HISPANIC HERITAGE MONTH
Ashley Marshall | October 9, 2018
It's National Hispanic Heritage Month, and to celebrate, USTA.com is honoring players and coaches of Hispanic heritage who are making a mark on the game of tennis. Let’s take a look at
some of the players who are making their way up the professional ranks.
Ernesto Escobedo: Escobedo was born in Los Angeles in 1996 to parents Ernesto and Cristina, who are from Jerez, Mexico. He reached the second round of consecutive majors at the 2016 US Open and the 2017 Australian Open. Currently ranked No. 220 in the ATP rankings, Escobedo (pictured above) recorded wins over fellow Americans Jack Sock and Frances Tiafoe in back-to-back tournaments in Acapulco and Indian Wells earlier this year. “I feel I’m from both countries,” Escobedo told ATP World Tour at an event in Los Cabos, Mexico, last year.
“I can’t forget that my family is from Mexico, a magnificent country. I love to come here, the people are very nice. But, at the same time, I was born and raised in the United States.”
Christina McHale: McHale’s mother Margarita was born in Cuba, while her father John is Irish American. The baseliner has reached the third round of the US Open twice, in 2011 and 2013, although she lost in the opening round of all four majors this year for the first time in her 10-year professional career. McHale, who has represented the U.S. in Fed Cup and the Pan American Games, reached the semifinals of the US Open mixed doubles this summer. The 26-year-old New Jersey native is ranked No. 124 in the WTA rankings.
Irina Falconi: Born in Portoviejo, Ecuador, to parents Carlos and Silvia Falconi, the 28-year-old qualified for the Australian Open in January but lost in qualies at the following three Slams. The right-hander played tennis for two years at Georgia Tech before turning pro in 2006. Currently living in West Palm Beach, Fla., Falconi won her first title in Bogota, Colombia, in 2016. She is currently No. 228 in the world.
Katerina Stewart: Stewart is the daughter of Argentine-Italian mother Marina and Romanian father Caesar. She reached the final of the girls’ doubles at Roland Garros with fellow American Caroline Dolehide in 2015, a year before she enrolled at West Point Preparatory School, the prep school of the U.S. Military Academy. Tennis runs in the family as Junior Orange Bowl champion Stewart’s mother competed on the WTA tour before she moved from Argentina to Florida, while her father has been a coach for almost three decades. The 21-year-old reached a career-high No. 158 in the world in July 2015.

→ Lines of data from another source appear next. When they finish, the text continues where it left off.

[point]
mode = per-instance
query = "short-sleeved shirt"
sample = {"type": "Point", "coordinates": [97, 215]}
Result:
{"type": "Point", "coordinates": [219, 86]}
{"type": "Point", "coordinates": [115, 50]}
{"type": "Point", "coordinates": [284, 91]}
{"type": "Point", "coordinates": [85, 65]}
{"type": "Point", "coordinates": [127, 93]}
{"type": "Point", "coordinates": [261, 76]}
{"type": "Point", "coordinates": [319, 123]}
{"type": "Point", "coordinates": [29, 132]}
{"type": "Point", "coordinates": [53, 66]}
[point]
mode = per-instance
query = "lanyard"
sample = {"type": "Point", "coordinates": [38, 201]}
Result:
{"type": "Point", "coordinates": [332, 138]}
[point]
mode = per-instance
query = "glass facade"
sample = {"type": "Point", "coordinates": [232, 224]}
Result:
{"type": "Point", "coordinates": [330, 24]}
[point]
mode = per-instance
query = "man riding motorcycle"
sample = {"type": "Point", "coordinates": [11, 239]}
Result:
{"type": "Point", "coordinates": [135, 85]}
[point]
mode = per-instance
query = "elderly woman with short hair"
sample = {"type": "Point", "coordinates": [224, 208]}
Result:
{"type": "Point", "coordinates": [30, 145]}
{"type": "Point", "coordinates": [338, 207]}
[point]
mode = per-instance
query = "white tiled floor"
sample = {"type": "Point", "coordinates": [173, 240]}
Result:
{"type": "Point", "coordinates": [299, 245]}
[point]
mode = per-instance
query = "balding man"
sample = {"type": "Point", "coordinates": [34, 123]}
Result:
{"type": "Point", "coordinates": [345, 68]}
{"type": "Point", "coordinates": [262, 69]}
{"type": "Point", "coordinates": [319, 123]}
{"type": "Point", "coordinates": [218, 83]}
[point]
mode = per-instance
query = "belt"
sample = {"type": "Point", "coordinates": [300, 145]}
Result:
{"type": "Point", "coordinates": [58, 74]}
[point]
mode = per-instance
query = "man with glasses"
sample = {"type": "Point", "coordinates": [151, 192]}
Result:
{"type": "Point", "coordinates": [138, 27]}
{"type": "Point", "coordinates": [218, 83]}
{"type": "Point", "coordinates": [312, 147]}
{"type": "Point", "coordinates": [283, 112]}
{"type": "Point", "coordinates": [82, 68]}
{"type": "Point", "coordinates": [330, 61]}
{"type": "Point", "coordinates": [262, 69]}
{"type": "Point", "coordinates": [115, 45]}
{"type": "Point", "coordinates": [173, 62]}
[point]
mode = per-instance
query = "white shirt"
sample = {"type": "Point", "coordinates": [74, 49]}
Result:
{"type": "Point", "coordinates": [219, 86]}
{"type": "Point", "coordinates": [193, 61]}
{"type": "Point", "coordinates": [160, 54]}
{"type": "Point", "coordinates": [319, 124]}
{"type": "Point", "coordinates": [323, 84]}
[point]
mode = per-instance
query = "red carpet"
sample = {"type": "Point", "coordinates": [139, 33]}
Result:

Usue Maitane Arconada: Arconada was born in Buenos Aires, Argentina, to Alejandro and Cecilia Arconada in 1998. The teenager won the Wimbledon junior doubles title in 2016 with Claire Liu and has been ranked as high as No. 5 in the ITF girls’ rankings. She also reached the Wimbledon junior singles finals in 2016 and the second round of the US Open Qualifying Tournament later that summer. She reached a career-best of No. 218 in the WTA rankings last June, and she has spent all of 2018 competing on the ITF circuit, including a run to the semifinals in Osprey in May. Arconada’s younger brother Jordi is playing tennis at Texas A&M and previously played in the qualifying tournament for the French Open juniors and in the main draw of the boys’ competition at Wimbledon and the US Open.
Sabrina Santamaria: Born to Panamanian father Ivan and Philippine mother Annie in Los Angeles. Santamaria is currently ranked a career-high No. 56 in doubles. She has won three doubles titles in 2018 alone, reaching the final of four others. Coached by her father, the 25-year-old right-hander won two ITF singles titles in 2016 and 2017, the latter of which helped her climb to a year-end position of No. 433 in the singles standings.

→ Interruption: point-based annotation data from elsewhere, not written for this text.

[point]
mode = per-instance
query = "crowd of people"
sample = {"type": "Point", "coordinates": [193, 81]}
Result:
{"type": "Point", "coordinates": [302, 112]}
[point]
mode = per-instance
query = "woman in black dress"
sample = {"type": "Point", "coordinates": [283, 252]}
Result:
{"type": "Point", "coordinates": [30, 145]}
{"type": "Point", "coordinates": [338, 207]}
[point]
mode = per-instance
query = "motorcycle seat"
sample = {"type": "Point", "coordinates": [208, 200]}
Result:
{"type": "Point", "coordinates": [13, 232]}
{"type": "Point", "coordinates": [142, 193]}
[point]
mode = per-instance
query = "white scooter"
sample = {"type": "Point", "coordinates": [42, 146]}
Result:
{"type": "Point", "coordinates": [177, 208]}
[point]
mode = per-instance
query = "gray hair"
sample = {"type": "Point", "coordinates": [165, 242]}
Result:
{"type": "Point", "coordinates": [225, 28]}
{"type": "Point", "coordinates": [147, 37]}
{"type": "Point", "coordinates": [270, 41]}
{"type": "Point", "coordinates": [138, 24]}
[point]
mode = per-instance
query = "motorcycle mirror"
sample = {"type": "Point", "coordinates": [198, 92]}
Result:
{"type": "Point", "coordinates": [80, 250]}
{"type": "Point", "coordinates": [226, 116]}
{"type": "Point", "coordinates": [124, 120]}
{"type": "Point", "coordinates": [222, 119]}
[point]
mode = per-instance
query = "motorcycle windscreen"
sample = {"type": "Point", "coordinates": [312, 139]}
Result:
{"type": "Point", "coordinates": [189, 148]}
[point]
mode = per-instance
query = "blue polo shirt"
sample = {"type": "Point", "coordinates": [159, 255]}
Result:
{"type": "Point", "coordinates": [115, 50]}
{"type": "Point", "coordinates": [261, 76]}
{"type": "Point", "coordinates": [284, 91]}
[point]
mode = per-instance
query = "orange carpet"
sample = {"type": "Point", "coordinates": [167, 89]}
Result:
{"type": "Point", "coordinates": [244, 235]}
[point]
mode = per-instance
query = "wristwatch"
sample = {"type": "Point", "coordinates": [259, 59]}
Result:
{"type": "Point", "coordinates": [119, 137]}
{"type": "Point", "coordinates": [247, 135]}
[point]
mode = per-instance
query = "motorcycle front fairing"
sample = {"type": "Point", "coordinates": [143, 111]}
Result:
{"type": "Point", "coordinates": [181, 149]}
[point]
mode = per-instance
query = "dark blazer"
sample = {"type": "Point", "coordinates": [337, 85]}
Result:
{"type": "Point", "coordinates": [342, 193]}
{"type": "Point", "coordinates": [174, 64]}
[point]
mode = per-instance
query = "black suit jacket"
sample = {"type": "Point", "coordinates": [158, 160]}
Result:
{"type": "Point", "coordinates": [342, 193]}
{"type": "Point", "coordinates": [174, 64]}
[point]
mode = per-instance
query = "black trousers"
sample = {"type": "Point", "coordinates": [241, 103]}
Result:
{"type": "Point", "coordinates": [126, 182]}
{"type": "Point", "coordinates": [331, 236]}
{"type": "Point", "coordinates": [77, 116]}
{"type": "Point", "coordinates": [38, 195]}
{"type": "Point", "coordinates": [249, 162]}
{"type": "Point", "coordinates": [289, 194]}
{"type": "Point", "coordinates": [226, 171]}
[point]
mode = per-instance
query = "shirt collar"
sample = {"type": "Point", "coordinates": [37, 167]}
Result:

J.C. Aragone: Part of three NCAA Men’s Division I championships at the University of Virginia between 2015-17, J.C. (short for Juan Cruz) Aragone is an Argentine-American born in Buenos Aires and raised in California. The son of Paula and Facundo Aragone, the 23-year-old turned pro in 2017 and came through qualifying as a wild card to reach the main draw of the US Open in his Grand Slam debut. Currently ranked a career-high No. 239, Aragone has won two Futures events this year and reached the quarterfinals of three ATP Challenger-level events.